あまり自信がないので、間違いがあったら、ぜひ教えてください。
まず、清(しん)という国がありました。これは、昔の中国です。日本人のように昔から、日本が別の国になったことのない人間には、昔の中国に清(しん)だの、宋(そう)だのがあった事自体がもう難解。
昔の中国とは、
@ほぼ今の中華人民共和国の領土のあたり
A今の民衆たちの祖先がいたところ
ということでしょうか。
これは、当たり前で日本でも同じみたいですが、中国では、支配者が別の民族ということがあるのです。してみると、国には、@領土A人民B支配者でが構成要素となるのでしょうか?
さて、その清ですが、中国ではシンという名の国が4度ありました。最初は、晋で、?〜BC376年。春情戦国時代の列国の一つ。次は、秦で、?〜BC207で中国最初の統一国家を築いた「秦の始皇帝」、万里の長城を作った人としても有名です。次にまた同じ漢字の、晋で、西晋(265〜316)と、東晋(317〜420)。そして、清(1616〜1912)です。
日本の江戸時代の始まりが1603年で、明治維新が1868年ですから、清は、ほぼ江戸時代と対比させられる国です。清は、漢民族に対しては、異民族の満州人がたてた征服王朝で、中国文化には、保護と弾圧の両面をもってのぞみました。そとして、この時代に中国の領土は、最大になり、文化も発展をとげました。札幌の豊田さんが作成した「部首カルタ」の研究のお手伝いをした時、目にした『康熙字典』は、この清の時代の編纂です。

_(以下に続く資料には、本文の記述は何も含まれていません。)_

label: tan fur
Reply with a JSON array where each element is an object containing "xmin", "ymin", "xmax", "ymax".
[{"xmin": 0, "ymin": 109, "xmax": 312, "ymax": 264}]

末期には、政治の腐敗・軍事力の低下・社会矛盾の深まり「白蓮教の乱」などが、続発。さらに、「阿片戦争」を機にヨーロッパ植民地主義の侵略を受けて、半植民地化が進行。内政改革を目指した「洋務運動」、「変法自強運動」が挫折。日清戦争(1894〜11895)にも負け、こうした中で、革命運動が起こりました。孫文(そんぶん)らの率いる「辛亥革命」(しんがいかくめい)1911年により、翌年宣統帝の退位により滅亡しました。
「辛亥革命」の結果、1911年12月には、孫文を臨時大統領としましたが、1912年2月、清帝の退位と引き換えに袁世凱(えんせいがい)を臨時大統領にすることになります。袁世凱は、軍事力を背景に独裁の強化をはかりましたが、それに反対する1913年7月の「第二革命」、1915年12月の「第三革命」があり、次の年の6月病死してしまいます。その後の中国は、軍閥混戦状態となってしまいます。
辛亥革命に加わった、蒋介石(しょうかいせき)は、1928年国民政府主席に就任して独裁権を強化。1948年に総統に当選するのですが、毛沢東(もうたくとう)率いる革命軍に敗れ、台湾に逃げて、台湾で「中華民国」を作ることになります。それが今の台湾政府の始まりです。それで「中国全土は、我が支配下にある」と言い張っているわけです。一方、毛沢東らは、1949年「中華人民協和国」の成立を宣言し、「台湾も自分たちの領土であること」を宣言します。「お互いがお互いの領土だ」と主張してゆずらないのです。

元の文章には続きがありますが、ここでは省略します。